Evan miró a la manada, con una tensión creciente en la voz.
—¿Dónde están Gran Hermana y Ojo-de-Tormenta?
—Están vivas —contestó John Hijo-del-Viento-Norte. Tenía una marca de una mordedura grande en el costado y numerosas marcas de zarpas en los brazos—. Pero por los pelos. Todos nos llevamos nuestras heridas mientras intentábamos evitar que cruzasen.

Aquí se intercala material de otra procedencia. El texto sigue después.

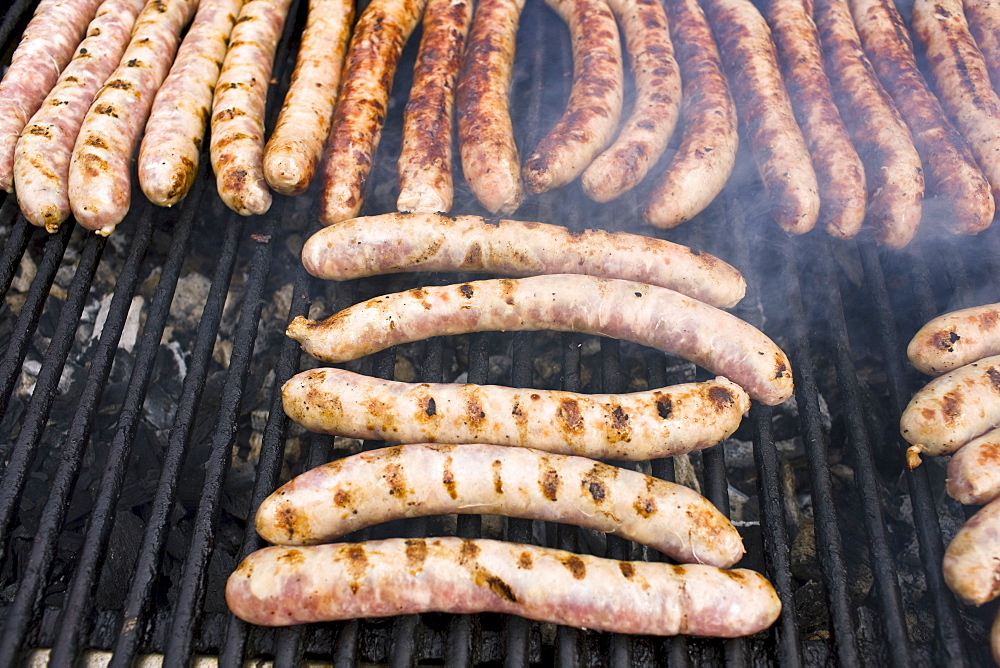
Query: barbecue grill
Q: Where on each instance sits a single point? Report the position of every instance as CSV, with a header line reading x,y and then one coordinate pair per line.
x,y
141,424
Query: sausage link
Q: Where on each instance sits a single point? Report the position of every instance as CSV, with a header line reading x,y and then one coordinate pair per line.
x,y
595,99
397,242
296,144
425,181
707,152
637,312
645,134
638,426
47,45
100,183
279,586
378,486
766,112
41,160
171,148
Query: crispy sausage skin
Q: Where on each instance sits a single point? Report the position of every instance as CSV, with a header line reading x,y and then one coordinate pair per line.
x,y
41,160
424,166
396,242
171,146
707,152
637,312
637,426
377,486
279,586
645,134
296,144
766,113
595,99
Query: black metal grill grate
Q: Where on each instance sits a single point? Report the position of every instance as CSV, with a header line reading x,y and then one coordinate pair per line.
x,y
132,451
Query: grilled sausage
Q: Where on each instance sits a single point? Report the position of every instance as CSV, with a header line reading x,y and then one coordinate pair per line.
x,y
963,82
377,43
839,172
638,426
425,182
951,172
486,145
637,312
401,482
47,45
296,144
171,148
398,242
236,145
953,409
766,112
41,161
595,99
645,134
279,586
707,152
100,188
893,172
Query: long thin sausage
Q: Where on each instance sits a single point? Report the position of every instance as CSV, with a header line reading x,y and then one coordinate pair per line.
x,y
595,99
41,161
424,167
47,45
278,586
637,312
637,426
397,242
429,479
171,148
296,144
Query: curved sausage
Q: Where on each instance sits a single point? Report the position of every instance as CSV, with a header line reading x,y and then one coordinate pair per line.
x,y
296,144
41,160
637,312
595,99
707,152
766,112
171,148
424,166
397,242
279,586
645,134
429,479
637,426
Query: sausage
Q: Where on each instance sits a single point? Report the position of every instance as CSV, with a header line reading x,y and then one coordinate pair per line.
x,y
402,482
236,145
638,426
963,82
952,409
645,134
279,586
954,339
296,144
47,45
707,152
893,173
766,112
637,312
595,99
486,145
424,166
41,160
377,43
397,242
171,148
839,172
951,172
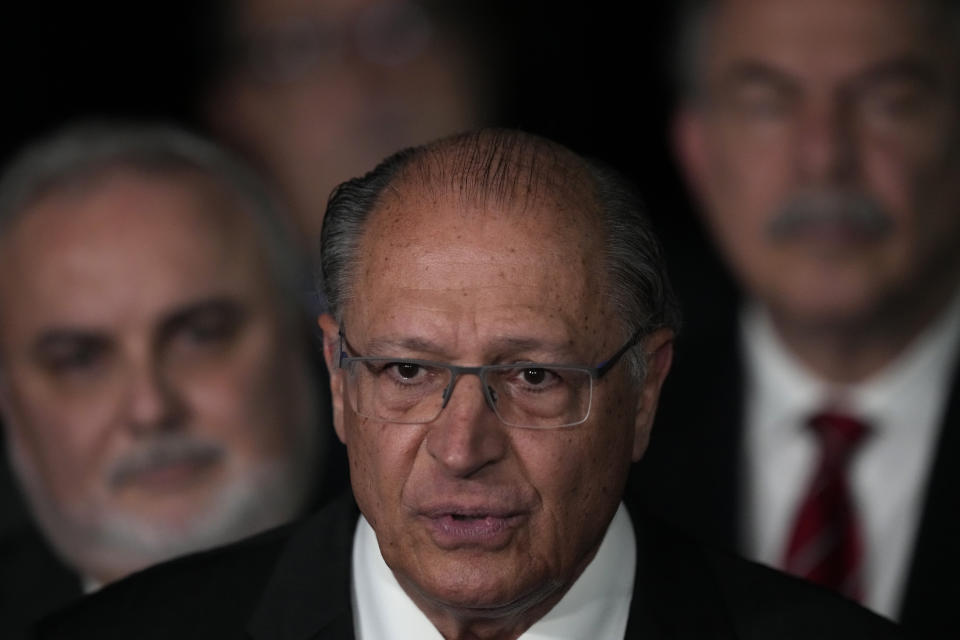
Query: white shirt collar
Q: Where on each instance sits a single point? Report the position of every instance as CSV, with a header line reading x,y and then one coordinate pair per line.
x,y
789,392
596,606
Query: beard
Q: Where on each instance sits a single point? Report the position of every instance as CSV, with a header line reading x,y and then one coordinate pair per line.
x,y
104,541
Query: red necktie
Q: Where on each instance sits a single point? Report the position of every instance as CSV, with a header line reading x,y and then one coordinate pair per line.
x,y
826,546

—Lo hicisteis condenadamente bien, chicos —dijo Albrecht—. ¿Pero por qué el frenesí no os afectó también a vosotros? Todos los demás que estaban en el campamento sucumbieron.
Mari dejó caer la cabeza. La manada del Río de Plata hizo lo mismo.
—Estábamos ungidos contra él —dijo Mari, con la voz rota, como si estuviera conteniendo la pena—. Yo… os hablaré de ello más tarde. Primero debemos atender a los supervivientes. La mayoría de estos chicos solo están heridos.